The parties responsible for environmental cleanup at the Site (Potentially Responsible Parties) installed a groundwater extraction and treatment system in 1987 to address groundwater contamination. The system operated through 2000, and was responsible for the extraction and treatment of approximately 72 million gallons of groundwater, resulting in the removal of approximately 84 pounds of VOCs. By 2000, the treatment system had reduced the average groundwater concentration of trichloroethene (TCE) by more than 90 percent, and it was determined that further reduction would not be feasible. The groundwater extraction and treatment system was shut down in 2001.
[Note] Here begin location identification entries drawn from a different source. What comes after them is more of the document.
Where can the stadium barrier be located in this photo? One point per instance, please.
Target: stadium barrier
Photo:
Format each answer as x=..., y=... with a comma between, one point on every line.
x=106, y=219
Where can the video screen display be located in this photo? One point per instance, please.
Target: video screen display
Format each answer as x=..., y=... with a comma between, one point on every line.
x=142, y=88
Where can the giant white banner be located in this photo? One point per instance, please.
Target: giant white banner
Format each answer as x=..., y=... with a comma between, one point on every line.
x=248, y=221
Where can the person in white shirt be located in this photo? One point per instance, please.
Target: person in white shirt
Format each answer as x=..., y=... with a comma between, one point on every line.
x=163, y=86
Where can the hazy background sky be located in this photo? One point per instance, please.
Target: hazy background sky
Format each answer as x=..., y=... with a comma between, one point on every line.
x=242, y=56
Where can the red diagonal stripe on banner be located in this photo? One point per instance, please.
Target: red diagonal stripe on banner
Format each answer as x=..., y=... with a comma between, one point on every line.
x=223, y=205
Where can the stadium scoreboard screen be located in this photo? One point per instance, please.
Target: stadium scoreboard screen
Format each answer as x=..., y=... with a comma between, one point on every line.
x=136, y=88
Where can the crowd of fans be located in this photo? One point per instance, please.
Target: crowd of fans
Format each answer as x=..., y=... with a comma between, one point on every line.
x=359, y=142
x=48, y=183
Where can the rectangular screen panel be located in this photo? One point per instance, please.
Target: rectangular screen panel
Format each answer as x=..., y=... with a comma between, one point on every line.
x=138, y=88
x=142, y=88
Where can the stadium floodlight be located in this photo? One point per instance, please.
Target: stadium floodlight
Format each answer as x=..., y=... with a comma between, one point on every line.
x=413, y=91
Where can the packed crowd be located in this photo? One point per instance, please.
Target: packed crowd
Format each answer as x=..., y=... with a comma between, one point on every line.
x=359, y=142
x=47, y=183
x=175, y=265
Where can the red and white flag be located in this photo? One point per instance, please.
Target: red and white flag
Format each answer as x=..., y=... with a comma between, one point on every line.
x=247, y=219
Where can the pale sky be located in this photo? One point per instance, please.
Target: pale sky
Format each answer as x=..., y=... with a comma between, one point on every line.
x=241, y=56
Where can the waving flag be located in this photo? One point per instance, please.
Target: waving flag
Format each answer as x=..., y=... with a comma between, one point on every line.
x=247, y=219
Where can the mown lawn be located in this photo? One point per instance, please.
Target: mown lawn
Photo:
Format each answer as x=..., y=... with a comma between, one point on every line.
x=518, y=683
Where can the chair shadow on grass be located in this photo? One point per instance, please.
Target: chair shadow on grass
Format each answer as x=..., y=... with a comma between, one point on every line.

Groundwater monitoring continued from 2001 to 2011 and showed decreasing VOC concentrations attributed to the natural attenuation process.

From 2011 through 2013, a pilot study was conducted to determine if enhanced in-situ bioremediation would be effective at further reducing VOC concentrations in Site groundwater. This treatment technology stimulates naturally occurring microorganisms below the ground surface to clean up the groundwater contamination. Results of the pilot study have shown that this technology is effective at the Site and has the potential to greatly reduce the time it will take to reach cleanup goals. Pilot study results are being incorporated into a Focused Feasibility Study (FFS) document that will be used to support selection of an appropriate new remedy to replace the groundwater extraction and treatment system.

EPA has conducted several five-year reviews of the Site’s remedy. These reviews ensure that the remedies put in place are protective of public health and the environment and function as intended by the Site decision documents. The Fifth Five-Year Review Report, completed on September 27, 2017, concluded that the remedy is currently protective of human health and the environment; however, in order for the remedy to be protective in the long-term, a new remedy needs to be selected because the groundwater extraction and treatment system is no longer operating.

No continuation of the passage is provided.